= Lord of the Rings (Heritage Models) =

Miniature figures by Heritage Models

Lord of the Rings is a set of miniatures published by Heritage Models.

==Contents==
Heritage Models produced Lord of the Rings figures licensed by Tolkien Enterprises, including 25mm diorama sets, and 75mm Collector Personalities, Paint 'n' Play sets such as Mines of Moria and Helm's Deep, the Wizards and Heroes fantasy miniature gaming rules, and a separate Lord of the Rings Painting Guide.

==Reception==
William A. Barton reviewed Heritage's Lord of the Rings figures in The Space Gamer No. 34. Barton commented that "the models for the figures are those representations featured in the Ralph Bakshi The Lord of the Rings animated movie. If Bakshi's images of Frodo, Gandalf, and other Middle Earthers made you cringe, you probably won't be overly enthused with Heritage's figures.
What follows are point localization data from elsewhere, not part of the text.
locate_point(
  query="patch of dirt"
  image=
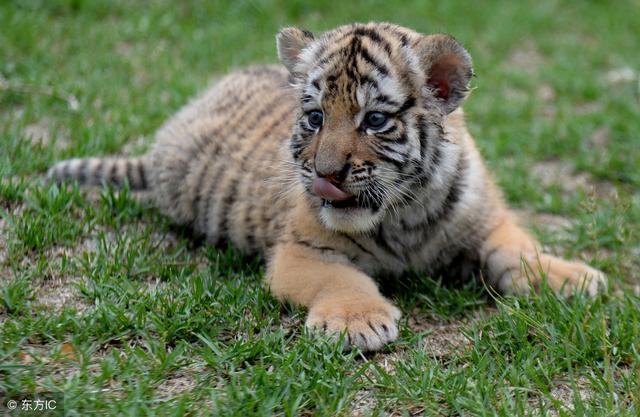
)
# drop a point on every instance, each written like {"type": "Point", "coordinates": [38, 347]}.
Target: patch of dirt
{"type": "Point", "coordinates": [178, 383]}
{"type": "Point", "coordinates": [526, 58]}
{"type": "Point", "coordinates": [446, 341]}
{"type": "Point", "coordinates": [560, 174]}
{"type": "Point", "coordinates": [61, 292]}
{"type": "Point", "coordinates": [563, 392]}
{"type": "Point", "coordinates": [363, 404]}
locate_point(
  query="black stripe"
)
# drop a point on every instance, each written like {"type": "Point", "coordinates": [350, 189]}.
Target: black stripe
{"type": "Point", "coordinates": [247, 157]}
{"type": "Point", "coordinates": [366, 56]}
{"type": "Point", "coordinates": [399, 164]}
{"type": "Point", "coordinates": [230, 198]}
{"type": "Point", "coordinates": [382, 243]}
{"type": "Point", "coordinates": [375, 38]}
{"type": "Point", "coordinates": [355, 242]}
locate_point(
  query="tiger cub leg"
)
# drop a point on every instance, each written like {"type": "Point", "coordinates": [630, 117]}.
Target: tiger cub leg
{"type": "Point", "coordinates": [338, 296]}
{"type": "Point", "coordinates": [513, 263]}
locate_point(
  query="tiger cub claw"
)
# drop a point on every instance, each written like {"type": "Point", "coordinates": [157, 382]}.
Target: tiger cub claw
{"type": "Point", "coordinates": [368, 323]}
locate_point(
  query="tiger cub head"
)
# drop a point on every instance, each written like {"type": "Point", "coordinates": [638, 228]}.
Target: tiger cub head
{"type": "Point", "coordinates": [373, 97]}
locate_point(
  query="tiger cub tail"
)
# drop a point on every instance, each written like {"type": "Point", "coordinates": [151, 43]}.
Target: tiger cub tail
{"type": "Point", "coordinates": [98, 171]}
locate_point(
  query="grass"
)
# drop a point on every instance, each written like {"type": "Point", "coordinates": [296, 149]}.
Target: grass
{"type": "Point", "coordinates": [102, 299]}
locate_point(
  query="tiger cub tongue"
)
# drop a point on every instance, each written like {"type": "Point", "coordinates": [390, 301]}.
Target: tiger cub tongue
{"type": "Point", "coordinates": [324, 189]}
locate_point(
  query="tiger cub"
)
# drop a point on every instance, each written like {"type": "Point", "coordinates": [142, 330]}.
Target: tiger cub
{"type": "Point", "coordinates": [350, 161]}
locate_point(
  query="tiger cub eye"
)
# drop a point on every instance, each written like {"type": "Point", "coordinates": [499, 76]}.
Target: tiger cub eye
{"type": "Point", "coordinates": [315, 118]}
{"type": "Point", "coordinates": [375, 119]}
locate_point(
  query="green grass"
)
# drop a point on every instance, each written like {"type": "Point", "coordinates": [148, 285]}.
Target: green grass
{"type": "Point", "coordinates": [101, 298]}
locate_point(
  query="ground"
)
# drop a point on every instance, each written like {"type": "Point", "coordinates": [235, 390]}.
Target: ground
{"type": "Point", "coordinates": [103, 299]}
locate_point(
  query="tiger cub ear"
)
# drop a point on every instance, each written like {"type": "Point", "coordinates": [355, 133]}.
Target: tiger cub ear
{"type": "Point", "coordinates": [291, 41]}
{"type": "Point", "coordinates": [448, 69]}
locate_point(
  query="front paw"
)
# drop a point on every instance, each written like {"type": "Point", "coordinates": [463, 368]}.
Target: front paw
{"type": "Point", "coordinates": [370, 322]}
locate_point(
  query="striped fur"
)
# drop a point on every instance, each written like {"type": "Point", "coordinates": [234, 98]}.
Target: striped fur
{"type": "Point", "coordinates": [240, 162]}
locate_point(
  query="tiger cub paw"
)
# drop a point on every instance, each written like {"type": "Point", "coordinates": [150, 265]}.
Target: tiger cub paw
{"type": "Point", "coordinates": [369, 322]}
{"type": "Point", "coordinates": [570, 277]}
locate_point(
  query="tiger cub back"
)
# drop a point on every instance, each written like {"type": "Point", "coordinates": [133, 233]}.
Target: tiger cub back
{"type": "Point", "coordinates": [216, 165]}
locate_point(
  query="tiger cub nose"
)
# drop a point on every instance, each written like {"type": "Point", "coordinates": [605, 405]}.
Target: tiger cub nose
{"type": "Point", "coordinates": [336, 177]}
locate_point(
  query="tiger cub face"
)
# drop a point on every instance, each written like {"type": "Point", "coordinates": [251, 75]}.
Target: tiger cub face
{"type": "Point", "coordinates": [372, 99]}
If, on the other hand, you felt the LOTR movie to be an apt portrayal, you should be rather pleased with the Heritage sets." Barton concluded his review by saying, "If you wish to fight the wars of Middle Earth on your dining room or gaming room table, Heritage's LOTR miniatures, augmented perhaps with figures from your other favorite lines, will give your campaign the most authentic "Tolkienesque" feel available."